Search This Blog

Tuesday, February 27, 2018

The Storied Life of A.J Fikry, Kutu Buku juga Manusia



Judul: The Storied Life of A.J Fikry
Pengarang: Gabrielle Zevin
Penerjemah: Eka Budiarti
Penyunting: Rosi L. Simamora
Sampul: Martin Dima
Cetakan: Pertama, Oktober 2017
Tebal: 277 hlm
Penerbit: Gramedia Pustaka Utama


Bahkan seorang kutu buku pun butuh teman manusia karena tidak selamanya buku-buku bisa menjadi teman. Faktanya, dalam banyak sekali kesempatan, kutu buku masih tetap membutuhkan keberadaan manusia lainnya. Mungkin, inilah yang hendak disampaikan novel The Storied Life of A.J. Fikry. Tidak seperti buku saudaranya ‘Perahu Kertas’ yang idealis kebablasan itu, novel karya Gabriele Zevin ini bisa dibilang lebih realis. Ia tidak hanya mengangkat obsesi seorang pecinta buku yang kebetulan juga pemilik sebuah toko buku. Lebih dari itu, novel ini seolah membawa para kutu buku kepada kenyataan. Dia membenturkan dunia seorang kutu buku nan introvert dengan dunia nyata di luar yang serba-ekstrovert dan terjangkit gejala kepo akut. Memang benar, menjadi soerang kutu buku bukanlah sebuah dosa, begitu juga menjadi sendirian juga bukan dosa. Tetapi, dunia nyata faktanya belum seramah itu kepada mereka yang sendirian. Ada orang-orang lain di luar lingkaran yang menuntut untuk diperhatikan, tetangga-tetangga baik tapi terlalu ingin tahu,  serta terutama orang-orang yang kita mengharapkan uangnya. A.J Fikry belajar semua itu melalui cara yang menakjubkan.

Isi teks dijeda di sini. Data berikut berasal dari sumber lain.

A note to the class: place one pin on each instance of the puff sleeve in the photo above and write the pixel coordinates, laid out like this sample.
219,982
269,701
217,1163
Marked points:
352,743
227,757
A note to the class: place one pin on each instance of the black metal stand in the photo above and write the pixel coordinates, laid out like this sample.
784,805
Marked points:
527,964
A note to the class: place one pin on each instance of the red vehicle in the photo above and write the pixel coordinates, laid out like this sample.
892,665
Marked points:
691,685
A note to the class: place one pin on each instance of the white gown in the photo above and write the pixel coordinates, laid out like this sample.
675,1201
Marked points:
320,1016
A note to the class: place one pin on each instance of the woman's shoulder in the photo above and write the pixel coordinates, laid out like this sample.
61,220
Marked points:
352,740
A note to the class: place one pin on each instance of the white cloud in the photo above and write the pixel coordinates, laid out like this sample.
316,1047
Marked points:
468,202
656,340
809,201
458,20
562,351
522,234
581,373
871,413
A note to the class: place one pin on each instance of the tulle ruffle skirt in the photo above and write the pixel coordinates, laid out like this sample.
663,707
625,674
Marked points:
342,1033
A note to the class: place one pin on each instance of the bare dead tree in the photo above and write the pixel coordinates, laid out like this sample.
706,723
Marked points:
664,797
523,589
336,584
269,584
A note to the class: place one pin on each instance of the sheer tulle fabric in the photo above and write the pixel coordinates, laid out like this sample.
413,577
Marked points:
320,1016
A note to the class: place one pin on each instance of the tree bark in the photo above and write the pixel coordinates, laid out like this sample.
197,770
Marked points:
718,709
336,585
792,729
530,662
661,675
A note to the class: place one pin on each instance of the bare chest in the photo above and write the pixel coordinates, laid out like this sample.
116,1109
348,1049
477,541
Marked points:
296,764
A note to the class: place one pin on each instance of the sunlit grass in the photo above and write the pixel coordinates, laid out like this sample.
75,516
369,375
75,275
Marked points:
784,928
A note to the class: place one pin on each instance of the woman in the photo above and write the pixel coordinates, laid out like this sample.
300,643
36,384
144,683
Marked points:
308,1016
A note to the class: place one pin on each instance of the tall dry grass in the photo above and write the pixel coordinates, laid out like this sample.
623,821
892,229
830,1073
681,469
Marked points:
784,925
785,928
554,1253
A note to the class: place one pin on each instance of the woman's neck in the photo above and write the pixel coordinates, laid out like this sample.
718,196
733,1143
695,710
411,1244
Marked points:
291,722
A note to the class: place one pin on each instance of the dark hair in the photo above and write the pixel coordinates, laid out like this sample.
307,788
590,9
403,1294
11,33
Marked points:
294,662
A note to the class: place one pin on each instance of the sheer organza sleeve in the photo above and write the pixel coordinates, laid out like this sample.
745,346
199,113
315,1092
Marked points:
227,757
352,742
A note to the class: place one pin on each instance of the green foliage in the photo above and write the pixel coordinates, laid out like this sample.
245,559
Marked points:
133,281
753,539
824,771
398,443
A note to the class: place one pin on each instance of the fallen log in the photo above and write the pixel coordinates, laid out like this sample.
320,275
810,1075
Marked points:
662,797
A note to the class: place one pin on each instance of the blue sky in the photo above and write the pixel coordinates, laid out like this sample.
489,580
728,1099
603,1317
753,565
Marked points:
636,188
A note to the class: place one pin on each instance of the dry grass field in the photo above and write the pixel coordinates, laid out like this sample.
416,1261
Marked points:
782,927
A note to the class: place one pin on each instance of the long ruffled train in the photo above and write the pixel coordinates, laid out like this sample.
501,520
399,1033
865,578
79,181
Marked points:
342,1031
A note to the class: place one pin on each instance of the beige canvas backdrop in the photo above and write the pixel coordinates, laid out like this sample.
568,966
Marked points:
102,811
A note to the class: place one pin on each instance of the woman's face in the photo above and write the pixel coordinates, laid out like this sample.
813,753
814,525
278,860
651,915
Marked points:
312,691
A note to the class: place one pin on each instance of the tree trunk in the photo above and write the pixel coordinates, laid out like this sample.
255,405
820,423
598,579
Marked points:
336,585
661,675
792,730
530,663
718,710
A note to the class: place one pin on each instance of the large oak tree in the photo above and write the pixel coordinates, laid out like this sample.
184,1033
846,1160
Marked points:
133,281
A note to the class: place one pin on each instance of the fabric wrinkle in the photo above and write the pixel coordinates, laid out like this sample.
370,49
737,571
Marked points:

“... dengan seluruh waktu yang kugunakan untuk membaca, aku belajar cara menulis buku dengan lebih menarik.” (hlm. 123)

Sebelum kedatangan Maya, hidup Fikry tidak ubahnya dengan timbunan para kutu buku lain: berantakan. Selain jadi judes pada semua orang (termasuk pelanggannya), pria 39 tahun itu juga terjerat dalam konsumsi alkohol serta makan makanan sampah. Kehidupannya menjadi sedemikian apatis sejak kematian istrinya. Satu-satunya yang tidak berubah dari dirinya mungkin kecintaannya kepada buku. Semua itu berubah ketika pada suatu malam, si Maya ini tiba-tiba digeletakkan begitu saja di dalam toko bukunya. Maya adalah balita berusia dua tahun yang ceriwisnya minta ampun. Bersama Maya si Balita, disertakan juga selembar kertas bertuliskan permintaan dari sang ibu agar bayi itu dibesarkan dalam lingkungan toko buku. Dengan kata lain, Fikry harus mengadopsi balita itu. Bayangkan betapa senewen sekaligus bingungnya tokoh ini. Seorang lajang dengan kehidupan amburadul tapi diserahi amanah untuk membesarkan seorang balita. Sepertinya, sang ibu keliru meletakkan bayinya, tetapi ternyata tidak. Tuhan Maha Misterius, dan kadang lewat hal-hal tak masuk akal seperti inilah Dia mengubah kehidupan hambaNya. A.J. Fikry termasuk yang mendapatkan anugrah itu.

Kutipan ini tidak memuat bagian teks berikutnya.